The “good” resulted in the most exciting play in Missouri’s 74-53 win Sunday against Evansville, a lob pass from Hannah to forward Leo Lyons, who dunked the ball for an alley-oop. Another top play came on Hannah’s no-look pass to J.T. Tiller, who completed the fastbreak with a layup.
But in the past couple games, Hannah has seen some of his behind-the-back or no-look passes wind up in an opposing players’ hands. Against Arkansas on Thursday, he turned the ball over eight times. And again on Sunday against Evansville, Hannah saw some of his passes reach unintended destinations.
“That’s happened a lot lately,” Hannah said. “I need to calm down with my passes. I’m just so ready to play.”

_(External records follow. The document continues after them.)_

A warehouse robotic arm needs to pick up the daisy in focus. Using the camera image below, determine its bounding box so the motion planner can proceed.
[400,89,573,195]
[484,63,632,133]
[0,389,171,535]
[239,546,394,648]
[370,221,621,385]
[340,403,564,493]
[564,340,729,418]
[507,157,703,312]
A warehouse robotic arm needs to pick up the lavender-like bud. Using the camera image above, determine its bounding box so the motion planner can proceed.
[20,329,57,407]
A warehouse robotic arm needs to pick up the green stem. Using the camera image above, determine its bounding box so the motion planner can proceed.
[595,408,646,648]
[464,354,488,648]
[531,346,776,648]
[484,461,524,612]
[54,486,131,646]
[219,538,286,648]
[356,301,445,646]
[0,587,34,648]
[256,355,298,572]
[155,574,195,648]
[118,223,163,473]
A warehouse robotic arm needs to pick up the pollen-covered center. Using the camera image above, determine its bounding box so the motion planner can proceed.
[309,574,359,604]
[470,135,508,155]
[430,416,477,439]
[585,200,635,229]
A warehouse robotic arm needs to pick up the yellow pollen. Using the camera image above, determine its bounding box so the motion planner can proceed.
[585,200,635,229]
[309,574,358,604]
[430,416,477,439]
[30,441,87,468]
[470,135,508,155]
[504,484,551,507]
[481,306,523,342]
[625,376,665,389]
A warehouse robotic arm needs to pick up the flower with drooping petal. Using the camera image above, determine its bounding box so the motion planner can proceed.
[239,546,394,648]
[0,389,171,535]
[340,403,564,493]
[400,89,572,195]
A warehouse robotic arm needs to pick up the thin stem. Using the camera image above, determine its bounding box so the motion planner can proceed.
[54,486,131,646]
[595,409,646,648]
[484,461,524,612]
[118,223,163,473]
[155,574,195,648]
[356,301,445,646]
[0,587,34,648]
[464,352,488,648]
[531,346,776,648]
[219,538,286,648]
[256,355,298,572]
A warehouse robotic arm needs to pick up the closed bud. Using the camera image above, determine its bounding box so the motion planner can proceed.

Missouri coach Mike Anderson says energy is the key to his defense. But at the same time, it’s Hannah’s energy and drive to excite the crowd that has gotten him in some trouble on the offensive end of the court. Hannah, a junior, leads the team with 33 turnovers in nine games. That’s 14 more than Horton, who is second on the team with 19.
If Anderson thinks Hannah, or any other Missouri player, is being too aggressive, he usually will call that player over for a one-on-one conference at the game’s next stoppage.
“He gets on me all the time about it,” Hannah said. “He tells me I have to play smarter. He’ll just say, ‘You’re playing sloppy.’”
While is it his first year at Missouri, Hannah did play for two years at Chipola Community College in Marianna, Fla. Because of that experience, Anderson is harder on him after a turnover than the team’s younger players.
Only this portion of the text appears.